The Monstrumologist / Rich Yancey

3.5 stars out of 5
These are the secrets I have kept. This is the trust I never betrayed. But he is dead now and has been for more than forty years, the one who gave me his trust, the one for whom I kept these secrets. The one who saved me . . . and the one who cursed me.

So starts the diary of Will Henry, orphaned assistant to Dr. Pellinore Warthorpe, a man with a most unusual specialty: monstrumology, the study of monsters. In his time with the doctor, Will has met many a mysterious late-night visitor, and seen things he never imagined were real. But when a grave robber comes calling in the middle of the night with a gruesome find, he brings with him their most deadly case yet.

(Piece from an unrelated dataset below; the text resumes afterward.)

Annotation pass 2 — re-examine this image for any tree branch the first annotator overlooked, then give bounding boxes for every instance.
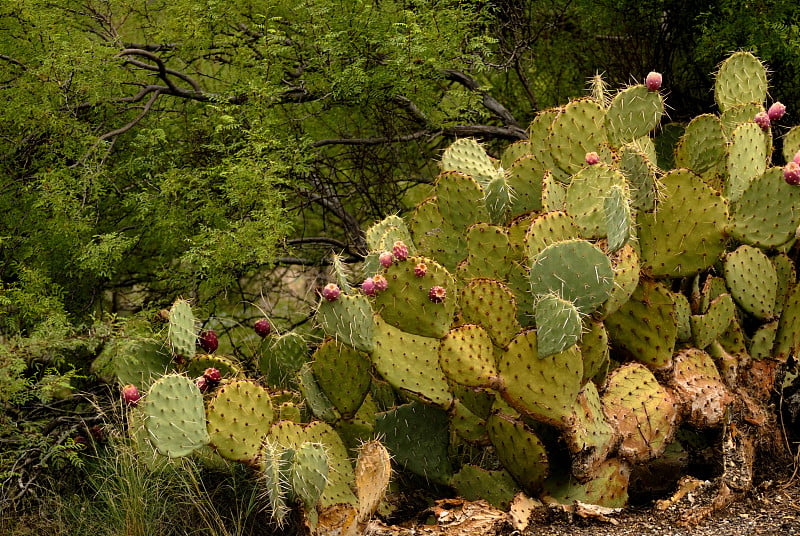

A gothic tour de force that explores the darkest heart of man and monster and asks the question: When does man become the very thing he hunts?


A pseudo-Victorian novel set in 1888, The Monstrumologist has the same rather over-wrought style of that time period and is chock full of orphans, including our protagonist Will Henry. But this is very much a product of the twenty first century, being much more direct and much more graphic than the standard Victorian novel.

On full display is the mad scientist stereotype. The doctor whom Will Henry serves is depicted as amoral, pursuing scientific knowledge without much reference to morals or emotions. He attempts to be the ultimate unbiased observer. There is some exploration of the danger of obsession , with references to Nietzsche (referencing his statement: If you gaze long into an abyss, the abyss also gazes into you). Indeed, by book’s end, the reader can certainly see where the doctor’s childhood has shaped the nature of the conflict, which is interesting considering that Sigmund Freud’s theories were developed during the Victorian period and are generally accepted into popular thinking today.

The mad scientist stereotype always frustrates me, appearing as it does from Mary Shelley’s Frankenstein right through to Michael Crichton’s Jurassic Park. It makes a good story, which is why it continues to be used, but it also feeds that strain of scientific ignorance and fear that seems to run just beneath the surface of so many issues of our times. Both industrialists and environmentalists who refuse to believe various scientific studies, for example, and have dug into their positions. Rather than actually think and truly negotiate, they merely refuse to believe each’s other’s positions and go nowhere and nothing changes. (Science is a method of investigation, not a religious belief.)

For those with delicate sensibilities, this may be a book to avoid as there is a lot of what I found to be gratuitous gore. But there are a few interesting ideas being bounced around and once again, I find myself impressed a work of YA fiction.